Ideas in bloom: Thought, planning go into Rogue Valley Mother’s Day bouquets
Published 12:55 pm Sunday, May 12, 2024
- Sabrina Carroll, owner of B. Cazwell's Floral Dezines in Medford, arranges a Mother's Day bouquet at her shop in Medford. She expected to be working late into the night Thursday preparing orders for Mother's Day.
Working with color schemes from yellows and pinks to corals and mauves, florists across Southern Oregon devoted weeks of preparation and days of double-time crafting the bouquets honoring local moms.
B. Cazwell’s Floral Dezines in Medford is normally open until 3 p.m., but owner Sabrina Carroll anticipated that her shop at 326 Kennet St. would be open possibly as late as 10 p.m. preparing orders for Mother’s Day.
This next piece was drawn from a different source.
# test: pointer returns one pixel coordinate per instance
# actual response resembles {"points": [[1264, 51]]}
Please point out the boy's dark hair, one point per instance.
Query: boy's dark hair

“We’ll be burning the midnight oil,” Carroll said.
Orders from repeat customers started coming in about the end of April, and Carroll orders from her flower supplier accordingly, she said.
The bulk of what she works with gets ordered a month in advance, and timing is everything in Carroll’s business. The bouquet components won’t last if they arrive too early.
“We can’t build too far in advance because they’re perishable,” Carroll said, adding that she strives to make sure flowers are arranged no more than two days before they are needed.
She can order more if necessary, but Carroll said that her supplier’s inventory drops and flower prices rise as it gets closer to the big day.
“The first thing to go is purple flowers,” Carroll said.
She had to remove some of the prearranged bouquets from her website earlier this week because some pieces are low on inventory. She recommends to people making orders late that they leave it up to the designer.
Carroll described some of the different considerations that go into her arrangements. When the container is something like a basket, one challenge can be “hiding the mechanics” — ensuring that the green foam base layer florists use to keep pieces in place stay concealed.
As for the more aesthetic considerations, Carroll said she likes to start with a focal flower “and just kind of build around that.”
At Judy’s Central Point Florist, preparation for Mother’s Day begins the day after Valentine’s Day, according to owner Rick Samuelson. They have orders in to their wholesalers and brokers by March 1.
Samuelson said he “goes to about triple staff” this week to handle roughly 500 deliveries between Friday and Saturday.
“It’s huge,” Samuelson said.
Just like in other parts of fashion and home decor, floral trends come and go. Samuelson said one accent he’s noticed making a comeback this year are large ribbon bows tied on the vase.
He pointed to examples on the shop’s website with bows such as the “Oh Momma!” and the “Judy’s Spring Dream Bouquet.”
The Spring Dream was an idea that started with a customer wanting the shop to customize an idea the customer had seen somewhere else. Samuelson said the shop thought to grab a photo of the bouquet, and the Spring Dream is now one of the shop’s bestsellers.
“The big bow has been out for 20 years — now people love it,” Samuelson said. “It rotates back.”